Welding: A Family Affair

Woman of Steel participant welding a T joint in the horizontal position using the Shielded Metal Arc welding process.

In the four years of CWB Welding Foundation Mind over Metal camps, students have found interest in the camps for a variety of reasons. However, sometimes there is a story so unique it must be shared

Danylo Kruk attended the Mind over Metal camp at Tech Voc High School in Winnipeg because he thought it would be interesting to learn a trade. He couldn’t possibly have had any idea that he owes a lot more to welding than he ever realized.

This story begins in the Ukraine in 1914, where Danylo’s Great-Grandfather, Alexander, was born in the village of Ivanivka. Alexander’s family was deported to Russia when he was a child and as a young man he escaped back to Eastern Ukraine. It was there that Alexander started his career as a welder. He’d marry Antonina and she would later give birth to Oleg, Danylo’s Grandfather. Alexander eventually moved the family to Slovakia, leveraging his skills as a welder to provide for his family.

They eventually made their way to Germany while evading the Soviet Army. When the Second World War ended, Alexander and his family were placed on a train by allied army occupiers, knowing that they were likely to be shipped off to Siberia, or even worse: executed for treason by having worked in Germany and aiding the enemy.  Knowing he needed to act quickly, Alexander repeatedly shouted to an officer “I’m a Welder!” The officer took notice and ordered the soldiers to remove him from the train. Once off the train, Alexander convinced the officer to allow his family to come with him as well.

Eventually, the family heard of the opportunities in Canada and in 1950, Alexander made his way to Montreal; securing a loan to bring the rest of the family soon after.  After Alexander’s retirement, he moved to Edmonton, helping with ornamental and structural projects at the Ukranian Cultural Heritage Village. Danylo was never able to meet his Great Grandfather; he was born 7 years after Alexander’s passing.

However, Danylo can’t help but feel a connection to  his Great Grandfather through this story, noting the story was “pretty cool, because it shows that trades are just as important then as they are now.”

Danylo isn’t the only family member who’s pursued welding in large part to this story.  Danylo’s Uncle, John Krawchenko, has also taken up the trade in recent years. As a lawyer in Hamilton, Ontario, John has recently completed both the Introductory and Intermediate welding courses through Mohawk College.

“I know that when I prepare myself for welding, I do have a feeling of connection with grandfather and an appreciation of his level of skill, which I could never hope to achieve,” John Krawchenko.

However, when it comes to carrying the torch, it’s apparent that John knows where he stands: “I saw pictures of Danylo’s work product and I think he is much better at welding than me, so perhaps, the skills component skipped a generation.”

In the end, even though Danylo only knows his Great Grandfather through stories and photos, it’s fair to say that without welding, there very well may not have been a story to tell.

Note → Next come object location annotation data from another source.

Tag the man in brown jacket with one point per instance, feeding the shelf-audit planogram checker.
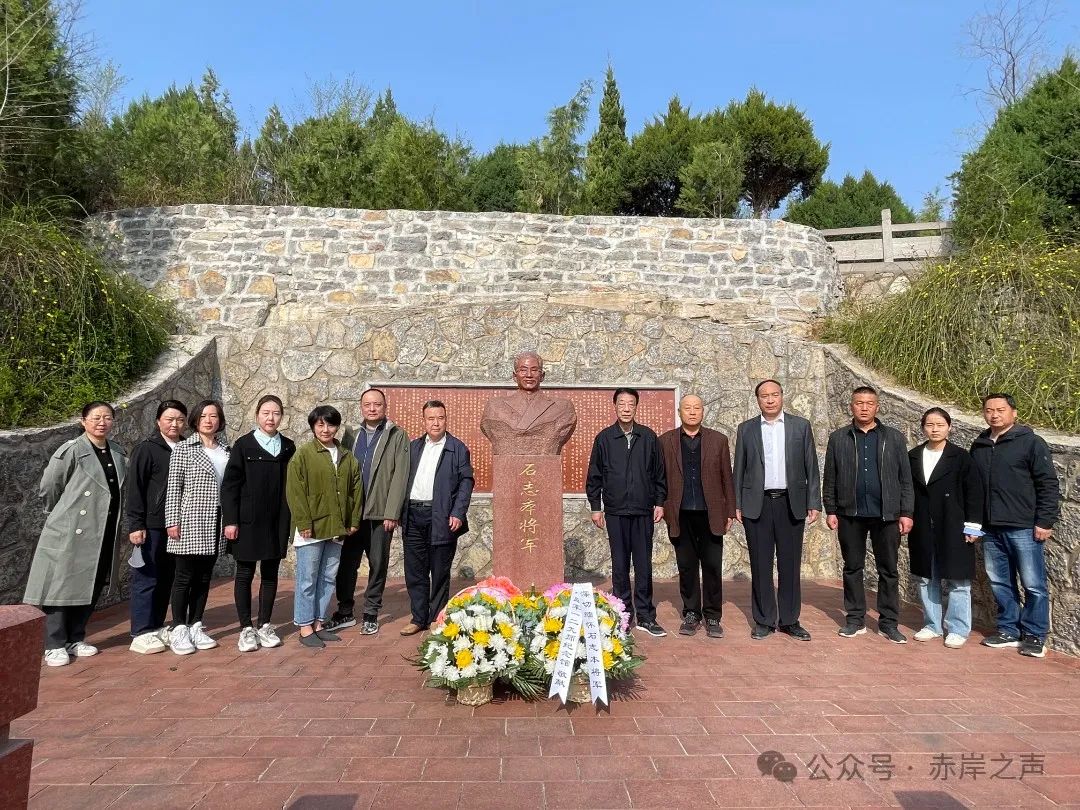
(699, 511)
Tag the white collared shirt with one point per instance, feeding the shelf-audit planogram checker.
(423, 484)
(775, 458)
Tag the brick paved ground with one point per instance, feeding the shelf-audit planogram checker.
(351, 726)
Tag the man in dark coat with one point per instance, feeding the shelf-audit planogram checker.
(1022, 496)
(699, 512)
(435, 515)
(948, 515)
(626, 476)
(866, 489)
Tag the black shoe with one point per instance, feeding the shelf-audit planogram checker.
(795, 631)
(1001, 639)
(690, 623)
(851, 630)
(339, 622)
(652, 629)
(1033, 647)
(892, 634)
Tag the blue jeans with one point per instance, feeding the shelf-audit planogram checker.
(1007, 553)
(958, 611)
(315, 574)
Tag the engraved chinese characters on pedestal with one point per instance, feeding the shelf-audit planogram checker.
(527, 430)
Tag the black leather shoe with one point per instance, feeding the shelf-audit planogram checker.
(795, 631)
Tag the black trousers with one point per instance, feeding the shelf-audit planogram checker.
(242, 590)
(151, 584)
(66, 624)
(699, 555)
(427, 567)
(885, 540)
(775, 535)
(630, 538)
(191, 586)
(374, 540)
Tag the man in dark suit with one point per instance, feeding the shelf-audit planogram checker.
(699, 512)
(777, 490)
(435, 515)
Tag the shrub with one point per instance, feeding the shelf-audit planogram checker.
(71, 327)
(999, 318)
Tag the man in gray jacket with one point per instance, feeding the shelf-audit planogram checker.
(381, 448)
(867, 490)
(778, 489)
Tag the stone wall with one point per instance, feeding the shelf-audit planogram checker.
(187, 372)
(234, 268)
(903, 408)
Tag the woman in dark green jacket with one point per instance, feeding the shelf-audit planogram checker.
(325, 497)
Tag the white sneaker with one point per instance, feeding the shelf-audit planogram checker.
(179, 640)
(81, 649)
(200, 638)
(248, 640)
(268, 636)
(57, 657)
(147, 644)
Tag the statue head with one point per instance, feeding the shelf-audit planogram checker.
(528, 370)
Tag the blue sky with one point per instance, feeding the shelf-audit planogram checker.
(886, 83)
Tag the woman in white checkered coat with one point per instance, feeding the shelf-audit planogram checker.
(193, 523)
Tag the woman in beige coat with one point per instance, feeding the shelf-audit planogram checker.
(78, 553)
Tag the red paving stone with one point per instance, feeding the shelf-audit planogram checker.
(352, 727)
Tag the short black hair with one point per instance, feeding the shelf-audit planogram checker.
(757, 388)
(940, 412)
(196, 414)
(324, 414)
(97, 404)
(170, 404)
(1000, 395)
(269, 397)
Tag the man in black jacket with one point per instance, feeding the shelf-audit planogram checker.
(1022, 496)
(626, 474)
(867, 490)
(151, 581)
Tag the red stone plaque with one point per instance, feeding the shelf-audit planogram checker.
(528, 549)
(464, 406)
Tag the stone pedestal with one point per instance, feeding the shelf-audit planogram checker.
(527, 532)
(22, 644)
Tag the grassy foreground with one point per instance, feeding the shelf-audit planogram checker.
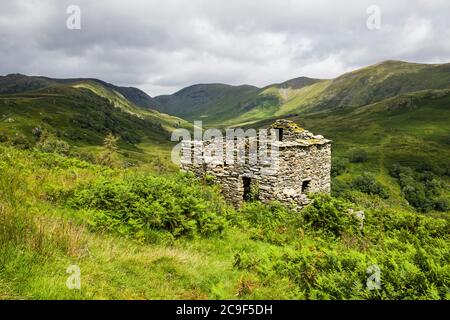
(141, 235)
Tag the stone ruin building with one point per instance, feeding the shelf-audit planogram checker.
(303, 167)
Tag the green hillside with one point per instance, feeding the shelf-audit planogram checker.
(80, 111)
(207, 102)
(139, 229)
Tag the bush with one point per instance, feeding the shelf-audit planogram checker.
(358, 156)
(442, 204)
(51, 144)
(330, 215)
(421, 189)
(141, 204)
(272, 222)
(20, 141)
(368, 184)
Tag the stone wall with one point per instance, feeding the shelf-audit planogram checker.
(303, 166)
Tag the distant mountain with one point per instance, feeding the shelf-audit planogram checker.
(226, 105)
(80, 110)
(16, 83)
(205, 101)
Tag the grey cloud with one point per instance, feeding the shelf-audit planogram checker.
(161, 46)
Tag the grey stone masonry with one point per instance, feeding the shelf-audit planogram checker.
(300, 166)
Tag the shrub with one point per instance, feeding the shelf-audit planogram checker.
(141, 204)
(272, 222)
(330, 215)
(338, 166)
(442, 204)
(20, 141)
(51, 144)
(368, 184)
(358, 155)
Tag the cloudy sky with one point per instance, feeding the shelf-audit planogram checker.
(162, 46)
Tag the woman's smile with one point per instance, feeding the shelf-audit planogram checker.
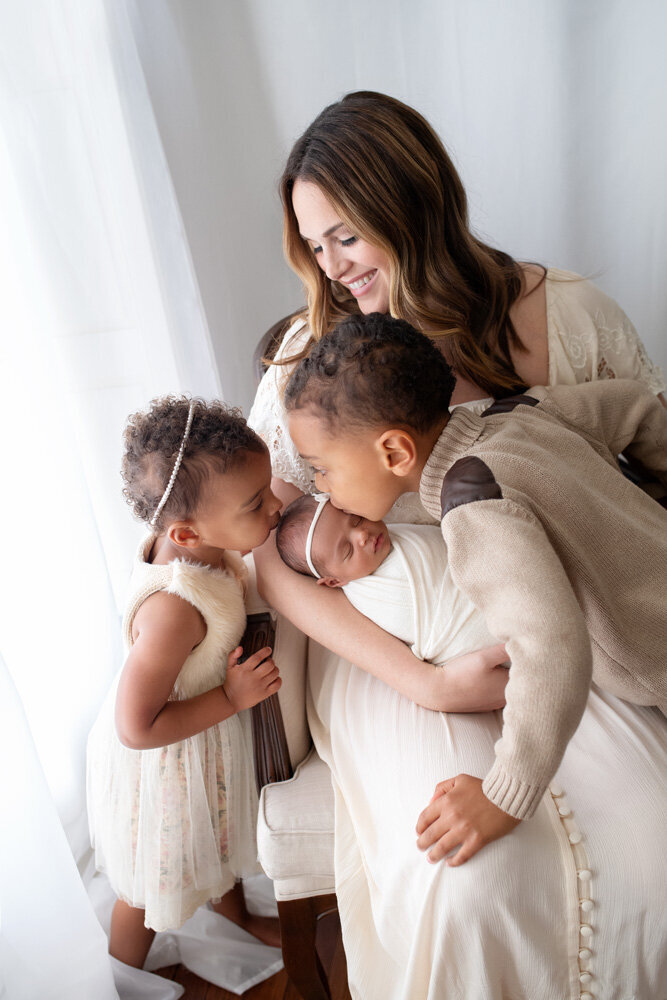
(359, 286)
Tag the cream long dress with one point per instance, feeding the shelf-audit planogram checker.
(174, 826)
(571, 904)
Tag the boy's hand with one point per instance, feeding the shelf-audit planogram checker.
(460, 815)
(252, 681)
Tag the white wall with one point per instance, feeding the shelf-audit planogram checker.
(554, 113)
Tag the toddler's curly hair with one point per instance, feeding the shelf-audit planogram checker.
(219, 441)
(373, 370)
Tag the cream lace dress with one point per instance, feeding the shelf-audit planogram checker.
(174, 827)
(571, 904)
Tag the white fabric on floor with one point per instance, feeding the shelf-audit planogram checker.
(208, 944)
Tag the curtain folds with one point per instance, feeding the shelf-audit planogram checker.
(100, 311)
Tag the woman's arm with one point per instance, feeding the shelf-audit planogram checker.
(166, 630)
(473, 683)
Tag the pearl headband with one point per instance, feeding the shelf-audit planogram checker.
(177, 465)
(322, 501)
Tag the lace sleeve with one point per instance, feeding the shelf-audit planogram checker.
(590, 337)
(269, 419)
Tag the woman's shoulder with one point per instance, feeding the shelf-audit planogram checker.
(295, 339)
(591, 337)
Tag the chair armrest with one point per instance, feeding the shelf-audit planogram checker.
(269, 743)
(270, 343)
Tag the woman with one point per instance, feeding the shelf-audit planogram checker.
(376, 219)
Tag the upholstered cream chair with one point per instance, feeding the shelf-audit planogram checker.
(295, 828)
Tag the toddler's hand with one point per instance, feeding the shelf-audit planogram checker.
(460, 815)
(252, 681)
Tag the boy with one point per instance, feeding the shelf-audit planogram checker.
(565, 558)
(397, 577)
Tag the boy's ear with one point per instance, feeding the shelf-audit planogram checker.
(398, 451)
(183, 533)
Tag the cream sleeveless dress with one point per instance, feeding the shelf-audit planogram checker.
(570, 906)
(174, 827)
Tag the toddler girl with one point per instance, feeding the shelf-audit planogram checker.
(171, 794)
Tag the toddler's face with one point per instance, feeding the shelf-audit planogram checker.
(348, 466)
(239, 510)
(347, 546)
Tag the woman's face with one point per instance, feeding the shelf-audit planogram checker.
(344, 257)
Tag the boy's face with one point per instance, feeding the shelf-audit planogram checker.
(349, 466)
(239, 509)
(347, 546)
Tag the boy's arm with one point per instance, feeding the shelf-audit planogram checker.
(500, 556)
(623, 414)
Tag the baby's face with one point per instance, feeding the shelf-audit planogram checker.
(346, 546)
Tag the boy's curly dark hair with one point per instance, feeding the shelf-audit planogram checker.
(292, 532)
(373, 370)
(219, 441)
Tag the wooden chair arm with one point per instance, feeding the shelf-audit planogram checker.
(269, 743)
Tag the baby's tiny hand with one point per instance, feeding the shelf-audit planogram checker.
(460, 815)
(250, 682)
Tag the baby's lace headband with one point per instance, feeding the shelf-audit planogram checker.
(177, 465)
(322, 501)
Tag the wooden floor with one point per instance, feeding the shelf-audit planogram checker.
(278, 987)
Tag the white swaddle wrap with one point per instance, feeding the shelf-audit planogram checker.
(412, 595)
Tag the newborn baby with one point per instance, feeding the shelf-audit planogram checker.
(397, 577)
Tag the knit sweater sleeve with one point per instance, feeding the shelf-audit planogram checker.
(623, 415)
(500, 556)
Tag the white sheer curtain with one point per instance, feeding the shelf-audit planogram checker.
(99, 311)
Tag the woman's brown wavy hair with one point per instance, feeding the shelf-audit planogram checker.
(390, 179)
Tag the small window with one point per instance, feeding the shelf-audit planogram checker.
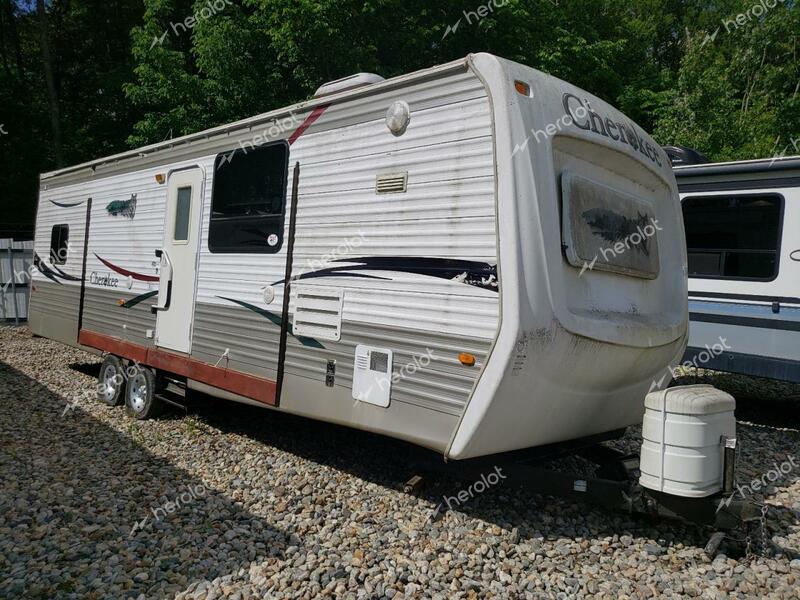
(249, 200)
(183, 209)
(59, 244)
(734, 237)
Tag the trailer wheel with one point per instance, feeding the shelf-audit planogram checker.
(111, 381)
(140, 394)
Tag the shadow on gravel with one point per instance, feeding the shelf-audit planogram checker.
(390, 463)
(83, 502)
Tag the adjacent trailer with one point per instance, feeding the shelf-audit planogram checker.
(476, 258)
(743, 234)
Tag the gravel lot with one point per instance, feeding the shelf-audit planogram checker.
(264, 505)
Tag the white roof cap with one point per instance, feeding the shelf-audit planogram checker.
(348, 83)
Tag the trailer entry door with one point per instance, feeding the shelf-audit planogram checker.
(178, 256)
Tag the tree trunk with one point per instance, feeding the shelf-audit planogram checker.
(52, 91)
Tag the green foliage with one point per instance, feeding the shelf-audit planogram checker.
(130, 73)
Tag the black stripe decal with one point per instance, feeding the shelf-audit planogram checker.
(287, 290)
(753, 184)
(746, 321)
(751, 297)
(474, 273)
(66, 204)
(83, 268)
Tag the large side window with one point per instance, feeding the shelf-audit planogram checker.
(734, 237)
(249, 200)
(59, 244)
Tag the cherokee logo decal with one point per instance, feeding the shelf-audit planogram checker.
(605, 126)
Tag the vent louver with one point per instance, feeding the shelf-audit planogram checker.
(318, 313)
(393, 183)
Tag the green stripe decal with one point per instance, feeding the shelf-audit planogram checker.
(306, 341)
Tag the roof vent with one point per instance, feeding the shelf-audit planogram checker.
(348, 83)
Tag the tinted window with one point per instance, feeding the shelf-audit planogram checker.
(59, 244)
(183, 209)
(733, 237)
(249, 200)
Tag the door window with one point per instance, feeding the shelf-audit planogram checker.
(249, 200)
(183, 210)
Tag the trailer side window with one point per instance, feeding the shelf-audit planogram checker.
(59, 244)
(734, 237)
(249, 200)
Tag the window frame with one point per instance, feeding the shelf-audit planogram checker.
(61, 227)
(778, 247)
(212, 248)
(185, 242)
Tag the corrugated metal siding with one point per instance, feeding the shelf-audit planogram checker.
(447, 212)
(54, 300)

Alexander with a friend that was welding ’56
Wife (Antonina), son (Oleg), daughter (Ludmila), son (Bohdan) on the boat “Fairsea” to Canada in 1951
Alexander in Montreal, 1956
Danylo at Mind Over Metal Camp, top row, second from left
Danylos’ school photo
John in welding outfit



We would like to express our thanks to Lesia Kruk (the Mother of Danylo and the Grand Daughter of Alexander) for her support with this article.